= Albert Windisch =

German painter

Albert Windisch (17 May 1878 – 1 April 1967) was a German painter, Academy Professor and typographer. Windisch was successful as a painter and as a typographer as well. As a painter, he preferred urban scenes and portraits and after 1945 mainly floral motifs. For Klingspor he designed in 1917 the Windisch cursive font, later he worked for the Stempel foundry.

== Life ==
Albert was born in Friedberg, Hesse, as a son of the bakery owner Georg Windisch Windisch who supplied the Grand Duke of Hesse and the Tsar's family during their stays in Germany. The residential and commercial building in Usagasse 14 in Friedberg hosts a bakery until today.

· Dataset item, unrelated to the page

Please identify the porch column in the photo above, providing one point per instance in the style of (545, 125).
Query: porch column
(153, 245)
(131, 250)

Windisch first visited the Royal School of Art in Berlin, then he studied at the Academy of Arts, Berlin and from 1901 at the Academy of Fine Arts, Munich. From 1905 he taught commercial art at the School of Applied Arts in Frankfurt and was in contact with the art historian Fritz Wichert, their correspondence is preserved. With Wichert he worked on the integration of the former School of Applied Arts (Kunstgewerbeschule) into the Städelschule. After the dismissal of Willi Baumeister by the Nazis Windisch had also to teach the classes of Baumeister.

Among his students were the later known as degenerate artists defamed Kurt Scheele and Moritz Coschell, and the typographer Herbert Post. To Rudolf Koch and his circle he had a friendship and cooperation.

Windisch was from 1913 member of the Deutscher Werkbund and a member of Weimar society of bibliophiles. From 1921 he belonged to the German Confederation of commercial artist (local group Offenbach) and from 1930 he was the chairman of the Rhine-Main-group, this position he held also after 1933, and in this role his name is written in the imprint of a publication of a speech by Joseph Goebbels at the Reichskulturkammer (Chamber of Culture) on November 15, 1933.

Until the 1960s Windisch taught at the Städelschule. Windisch donated drawings by Wilhelm Conrad in 1958 to the Frankfurt Art Association. About his life's work, the Frankfurter Rundschau in 1958 wrote an extensive review on his 80th Birthday, the Frankfurter Allgemeine Zeitung on his 85th Birthday. He died in Frankfurt, aged 88.